A prefeita eleita não apenas focou seu discurso em questões locais, mas também articulou uma crítica moral à política de imigração do governo Trump . Higgins se apresentou como o antídoto para a ofensiva contra imigrantes que deixou milhares de famílias separadas e centenas de milhares de pessoas em risco de deportação, incluindo muitos moradores de Miami-Dade. Em entrevista a este jornal, ela acusou autoridades governamentais de falarem sobre imigrantes “como se fossem menos que humanos” e reafirmou que “eles não são criminosos, fazem parte desta comunidade”.

Durante a campanha, ele defendeu o respeito pelos moradores desta cidade de imigrantes e criticou abertamente o que chamou de política "cruel". O arrependimento daqueles que votaram em Trump e agora se veem perseguidos serviu de impulso para sua candidatura.

Na segunda-feira anterior à eleição, a presidente do Partido Democrata da Flórida disse que perguntou a ela o que estava ouvindo das pessoas da comunidade quando ia de porta em porta. “E ela me disse duas coisas.
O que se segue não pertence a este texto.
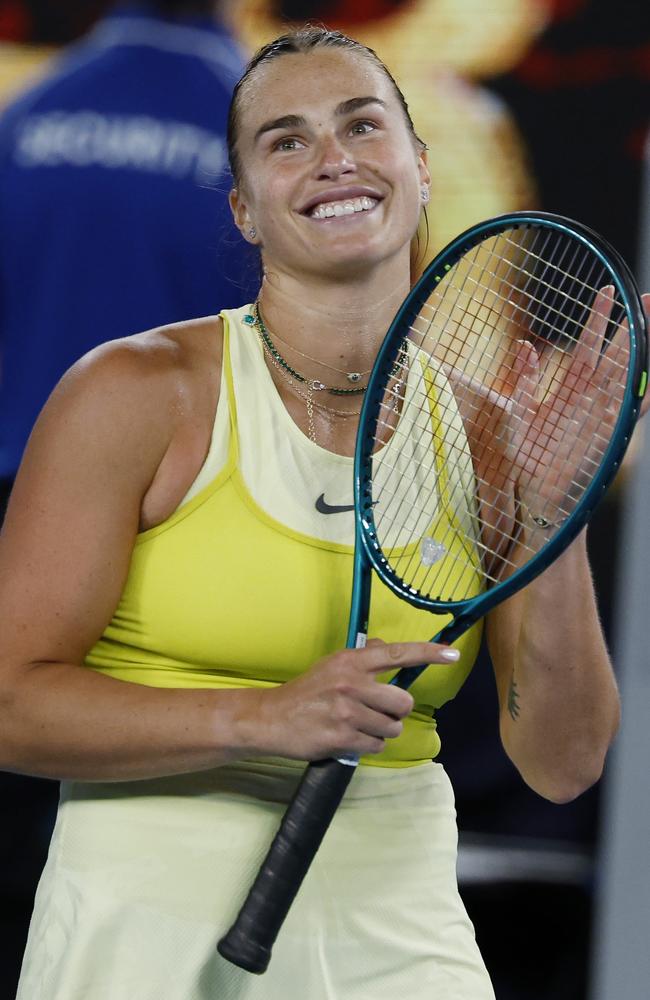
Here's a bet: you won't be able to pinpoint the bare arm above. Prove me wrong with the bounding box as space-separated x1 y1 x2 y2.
0 330 446 780
487 532 620 802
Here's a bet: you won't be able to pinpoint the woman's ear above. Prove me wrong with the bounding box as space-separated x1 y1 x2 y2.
418 146 431 200
228 188 259 246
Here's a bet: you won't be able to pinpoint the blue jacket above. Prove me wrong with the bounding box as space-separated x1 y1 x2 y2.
0 4 257 477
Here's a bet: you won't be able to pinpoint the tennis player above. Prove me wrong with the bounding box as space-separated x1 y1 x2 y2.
0 29 636 1000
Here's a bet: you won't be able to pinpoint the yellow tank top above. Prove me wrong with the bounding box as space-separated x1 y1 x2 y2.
85 307 480 767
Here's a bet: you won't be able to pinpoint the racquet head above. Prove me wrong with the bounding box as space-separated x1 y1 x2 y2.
355 213 646 620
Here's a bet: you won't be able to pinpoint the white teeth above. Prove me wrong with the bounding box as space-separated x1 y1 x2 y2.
311 195 377 219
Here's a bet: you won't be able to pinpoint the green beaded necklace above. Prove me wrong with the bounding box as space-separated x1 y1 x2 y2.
244 302 406 396
244 302 367 396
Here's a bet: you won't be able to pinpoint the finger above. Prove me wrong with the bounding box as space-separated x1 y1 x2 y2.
353 640 460 674
354 704 406 740
571 285 616 374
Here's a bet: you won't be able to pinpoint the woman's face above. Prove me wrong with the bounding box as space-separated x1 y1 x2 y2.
231 49 430 288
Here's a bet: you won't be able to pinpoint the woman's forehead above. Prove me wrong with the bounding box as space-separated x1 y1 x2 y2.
240 48 396 131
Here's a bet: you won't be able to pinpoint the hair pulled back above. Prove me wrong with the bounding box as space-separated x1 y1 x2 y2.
227 25 426 185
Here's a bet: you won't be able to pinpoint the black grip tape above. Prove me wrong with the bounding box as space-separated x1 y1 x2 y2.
217 760 356 974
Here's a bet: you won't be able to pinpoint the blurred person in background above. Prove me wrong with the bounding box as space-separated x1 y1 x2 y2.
0 0 256 1000
0 0 253 516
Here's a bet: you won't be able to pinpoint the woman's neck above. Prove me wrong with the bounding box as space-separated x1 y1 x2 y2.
259 268 409 381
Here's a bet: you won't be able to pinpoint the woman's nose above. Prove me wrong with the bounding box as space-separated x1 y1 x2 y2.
317 136 356 180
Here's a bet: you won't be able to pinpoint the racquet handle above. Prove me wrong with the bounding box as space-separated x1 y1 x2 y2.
217 760 355 974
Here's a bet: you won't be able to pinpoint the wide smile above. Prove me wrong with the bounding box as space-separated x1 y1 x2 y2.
299 185 383 223
307 195 379 221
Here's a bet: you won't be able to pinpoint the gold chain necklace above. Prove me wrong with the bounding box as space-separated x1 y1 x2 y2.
244 303 408 444
256 322 372 391
260 337 361 444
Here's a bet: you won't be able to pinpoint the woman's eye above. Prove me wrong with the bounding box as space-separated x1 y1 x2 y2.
350 121 377 135
273 136 302 153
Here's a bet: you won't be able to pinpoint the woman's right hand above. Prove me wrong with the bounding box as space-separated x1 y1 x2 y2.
246 639 458 760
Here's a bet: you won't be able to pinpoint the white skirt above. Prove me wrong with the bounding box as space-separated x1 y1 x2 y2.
17 759 494 1000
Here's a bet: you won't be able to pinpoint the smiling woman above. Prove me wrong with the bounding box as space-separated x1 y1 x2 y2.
0 28 632 1000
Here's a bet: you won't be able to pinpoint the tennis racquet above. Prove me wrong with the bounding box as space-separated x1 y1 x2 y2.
218 212 647 973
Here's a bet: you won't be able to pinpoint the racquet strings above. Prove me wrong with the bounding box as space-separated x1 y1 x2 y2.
366 226 629 602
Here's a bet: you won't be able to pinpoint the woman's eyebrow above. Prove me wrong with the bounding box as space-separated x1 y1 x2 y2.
255 115 307 142
255 97 386 142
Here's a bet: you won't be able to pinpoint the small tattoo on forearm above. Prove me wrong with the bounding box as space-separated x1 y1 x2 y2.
508 677 519 722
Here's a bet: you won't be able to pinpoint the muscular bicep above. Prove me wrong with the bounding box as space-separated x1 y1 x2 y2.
0 347 175 669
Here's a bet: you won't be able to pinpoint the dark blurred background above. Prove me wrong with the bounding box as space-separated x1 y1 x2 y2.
0 0 650 1000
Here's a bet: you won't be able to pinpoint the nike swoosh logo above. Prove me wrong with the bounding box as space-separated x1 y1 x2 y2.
316 493 354 514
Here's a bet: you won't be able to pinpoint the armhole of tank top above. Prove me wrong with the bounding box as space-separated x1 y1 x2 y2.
172 315 232 516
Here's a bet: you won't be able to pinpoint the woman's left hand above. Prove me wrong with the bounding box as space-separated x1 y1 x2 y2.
445 286 650 552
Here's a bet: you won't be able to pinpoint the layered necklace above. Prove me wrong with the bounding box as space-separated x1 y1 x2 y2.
244 302 406 444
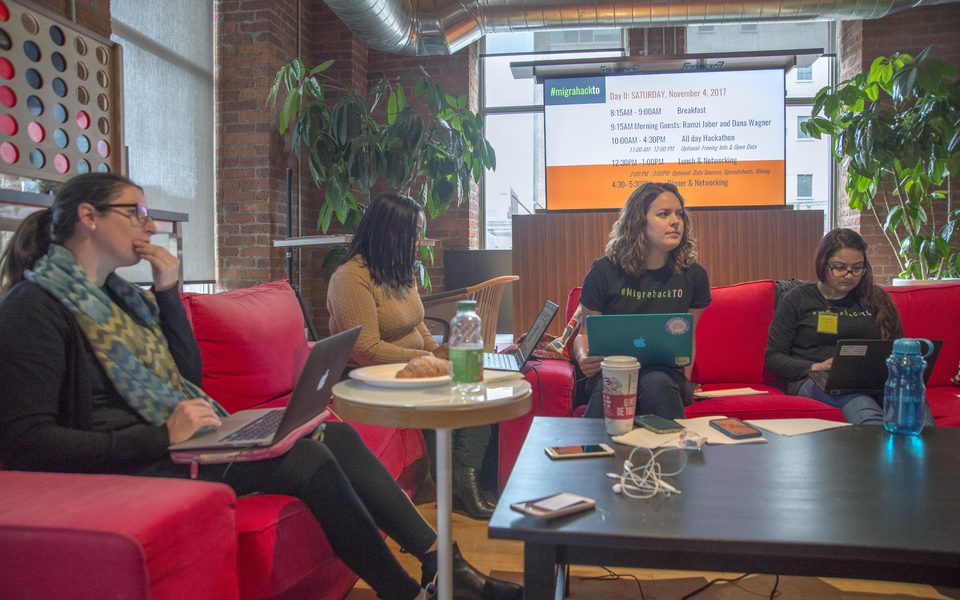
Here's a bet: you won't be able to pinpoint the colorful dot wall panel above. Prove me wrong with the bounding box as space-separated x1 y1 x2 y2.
0 0 126 181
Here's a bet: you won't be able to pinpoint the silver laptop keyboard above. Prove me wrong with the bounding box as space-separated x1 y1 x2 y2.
483 352 517 369
220 408 285 442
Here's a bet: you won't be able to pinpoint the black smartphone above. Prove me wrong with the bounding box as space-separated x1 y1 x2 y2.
633 415 683 433
543 444 613 459
710 417 763 440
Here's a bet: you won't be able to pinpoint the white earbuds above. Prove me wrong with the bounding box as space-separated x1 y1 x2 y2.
607 447 687 498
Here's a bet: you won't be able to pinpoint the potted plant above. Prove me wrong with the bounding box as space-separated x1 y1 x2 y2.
267 58 496 283
801 47 960 279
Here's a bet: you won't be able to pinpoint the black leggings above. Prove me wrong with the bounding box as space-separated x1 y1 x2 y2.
193 423 437 599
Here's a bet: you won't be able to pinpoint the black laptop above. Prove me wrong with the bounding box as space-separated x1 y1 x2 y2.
807 340 943 396
170 327 360 452
483 300 558 371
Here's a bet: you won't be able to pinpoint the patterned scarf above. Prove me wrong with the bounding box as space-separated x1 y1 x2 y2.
24 244 228 425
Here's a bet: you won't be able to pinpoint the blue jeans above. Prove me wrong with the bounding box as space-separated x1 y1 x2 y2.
796 379 934 427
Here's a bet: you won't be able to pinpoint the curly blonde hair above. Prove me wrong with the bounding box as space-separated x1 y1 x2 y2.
605 182 697 277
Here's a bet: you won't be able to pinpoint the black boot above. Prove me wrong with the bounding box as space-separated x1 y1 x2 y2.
420 542 523 600
453 464 496 520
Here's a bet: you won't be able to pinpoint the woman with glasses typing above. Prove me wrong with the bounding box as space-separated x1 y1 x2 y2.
765 229 933 426
0 173 522 600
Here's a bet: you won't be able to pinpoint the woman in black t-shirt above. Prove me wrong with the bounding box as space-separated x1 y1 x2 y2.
573 183 710 419
764 229 933 426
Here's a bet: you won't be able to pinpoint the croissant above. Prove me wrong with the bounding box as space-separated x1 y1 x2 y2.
397 354 450 379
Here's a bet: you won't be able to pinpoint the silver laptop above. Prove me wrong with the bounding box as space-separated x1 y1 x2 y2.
483 300 559 371
170 327 360 451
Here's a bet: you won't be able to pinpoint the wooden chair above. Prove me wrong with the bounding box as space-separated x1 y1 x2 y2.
421 275 520 352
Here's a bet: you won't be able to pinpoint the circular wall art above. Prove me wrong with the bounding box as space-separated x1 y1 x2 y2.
0 0 125 181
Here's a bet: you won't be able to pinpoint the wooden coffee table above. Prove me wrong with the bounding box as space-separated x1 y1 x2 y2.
489 417 960 600
333 372 531 600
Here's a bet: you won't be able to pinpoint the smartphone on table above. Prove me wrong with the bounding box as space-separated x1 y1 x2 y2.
633 415 683 433
543 444 613 459
710 417 763 440
510 492 596 519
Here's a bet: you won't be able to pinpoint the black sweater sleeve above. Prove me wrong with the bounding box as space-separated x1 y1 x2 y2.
154 287 202 386
764 288 813 381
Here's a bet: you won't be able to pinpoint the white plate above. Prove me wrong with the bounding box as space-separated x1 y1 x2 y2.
350 363 450 388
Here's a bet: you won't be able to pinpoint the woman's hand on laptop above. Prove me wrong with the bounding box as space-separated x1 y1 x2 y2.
167 398 220 444
810 356 833 371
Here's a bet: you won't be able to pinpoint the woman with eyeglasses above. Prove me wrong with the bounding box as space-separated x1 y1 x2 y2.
0 173 522 600
765 229 933 426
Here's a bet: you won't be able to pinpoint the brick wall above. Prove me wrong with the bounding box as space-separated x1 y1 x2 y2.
33 0 113 38
838 4 960 284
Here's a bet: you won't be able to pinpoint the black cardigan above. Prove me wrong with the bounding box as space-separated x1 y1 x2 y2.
0 281 201 473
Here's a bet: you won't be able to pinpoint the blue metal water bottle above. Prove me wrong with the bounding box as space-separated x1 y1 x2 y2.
883 338 933 435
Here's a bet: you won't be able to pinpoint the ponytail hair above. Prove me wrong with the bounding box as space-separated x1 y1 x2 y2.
0 208 53 292
0 173 143 292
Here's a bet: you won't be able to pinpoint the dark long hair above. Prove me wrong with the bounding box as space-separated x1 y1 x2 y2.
340 193 423 288
815 228 899 340
0 173 143 291
606 182 697 277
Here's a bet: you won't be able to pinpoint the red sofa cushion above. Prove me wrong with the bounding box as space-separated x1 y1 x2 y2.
183 280 309 412
237 494 357 600
684 382 844 422
693 279 776 384
884 283 960 386
0 471 238 600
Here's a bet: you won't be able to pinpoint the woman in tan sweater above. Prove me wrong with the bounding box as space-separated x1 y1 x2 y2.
327 194 495 519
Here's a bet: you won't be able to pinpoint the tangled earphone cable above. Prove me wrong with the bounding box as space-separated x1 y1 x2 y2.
607 447 687 500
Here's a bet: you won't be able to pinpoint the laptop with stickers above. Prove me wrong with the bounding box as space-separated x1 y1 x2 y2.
584 313 693 368
483 300 559 371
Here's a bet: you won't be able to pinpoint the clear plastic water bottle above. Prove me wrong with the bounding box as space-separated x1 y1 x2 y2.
883 338 931 435
450 300 483 397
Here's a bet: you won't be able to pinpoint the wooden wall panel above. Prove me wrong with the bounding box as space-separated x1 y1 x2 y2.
513 209 823 336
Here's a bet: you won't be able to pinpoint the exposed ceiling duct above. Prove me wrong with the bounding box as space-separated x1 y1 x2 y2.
324 0 957 55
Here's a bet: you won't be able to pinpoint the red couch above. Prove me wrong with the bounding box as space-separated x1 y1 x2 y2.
499 279 960 487
0 281 427 600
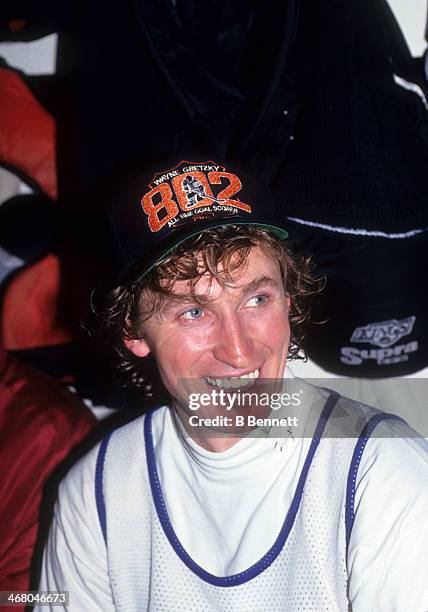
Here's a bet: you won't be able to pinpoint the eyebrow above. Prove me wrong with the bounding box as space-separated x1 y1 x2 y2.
242 276 278 293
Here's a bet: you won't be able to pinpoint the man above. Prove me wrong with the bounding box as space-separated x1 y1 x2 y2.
37 161 428 612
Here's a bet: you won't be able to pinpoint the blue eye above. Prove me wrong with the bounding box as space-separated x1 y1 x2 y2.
181 307 204 321
248 295 268 306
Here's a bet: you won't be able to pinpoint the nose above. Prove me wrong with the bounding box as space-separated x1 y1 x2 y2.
214 313 254 369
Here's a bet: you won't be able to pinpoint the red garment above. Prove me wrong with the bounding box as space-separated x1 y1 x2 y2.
0 348 97 611
0 253 73 351
0 68 57 199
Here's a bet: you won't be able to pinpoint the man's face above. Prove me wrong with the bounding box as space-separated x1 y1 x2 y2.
127 247 290 406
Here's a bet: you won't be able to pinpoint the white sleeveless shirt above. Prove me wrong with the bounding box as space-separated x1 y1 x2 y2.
96 390 404 612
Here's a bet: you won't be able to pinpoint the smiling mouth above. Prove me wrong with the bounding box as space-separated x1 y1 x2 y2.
202 368 260 389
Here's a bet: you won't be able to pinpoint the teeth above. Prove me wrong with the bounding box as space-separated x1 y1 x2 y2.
203 368 260 389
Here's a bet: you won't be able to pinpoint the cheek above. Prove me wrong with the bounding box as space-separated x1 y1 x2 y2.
153 331 207 380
Primeiro, a falta de condições de vida acessíveis. Que as pessoas não conseguem morar aqui, não têm dinheiro, não conseguem formar uma família, não conseguem comprar uma casa, não conseguem pagar o aluguel ou o custo de vida em geral. E segundo, que as pessoas têm medo. Em uma cidade com uma porcentagem tão alta de hispânicos, as pessoas andam por aí com seus passaportes, suas carteiras de motorista, tentando comprovar sua residência e sua cidadania. E isso não é qualidade de vida”, destaca Fried. “Ela deixou claro para mim em nossas conversas que essa era uma parte fundamental, que as pessoas realmente sentiam que ela iria defender seus vizinhos.”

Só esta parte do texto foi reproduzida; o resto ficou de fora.